Many newcomers to strength training think they are actually building muscle when training in the gym. Although you are pumping the muscle full of blood which temporally makes the muscle appear larger, actually what you are doing is tearing the muscle fibers down. Growth, repair, and stronger harder muscle tissue only happen when two conditions are met:
• Feeding the body the required nutrients
• Rest
Obviously, these two conditions can only be met outside of the gym .Let’s talk about nutrients first.
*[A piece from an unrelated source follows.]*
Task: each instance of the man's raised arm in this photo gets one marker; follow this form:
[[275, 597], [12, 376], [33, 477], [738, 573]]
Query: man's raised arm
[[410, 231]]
Eating for muscle is not difficult or expensive but it does take some planning. To begin with, you need all three of the macronutrients in the proper ratios and at the right time of the day beginning with protein.

Protein is the most crucial macronutrient required for repair, growth and maintenance of muscle tissue. The very word itself implies its importance (The term “protein” comes from the Greek work “proteios” meaning “primary” or “primary importance”). All proteins are comprised of 20 amino acids with 8 of them being essential because they cannot be produced by the body and must come from food.
The best sources of protein are from animal sources such as red meat, poultry, eggs and dairy. Plant foods can also be good sources of protein but one or more of the 8 essential amino acids are available in such low levels in some plant foods and thus must be combined with other plant sources for an adequate supply of essential amino acids.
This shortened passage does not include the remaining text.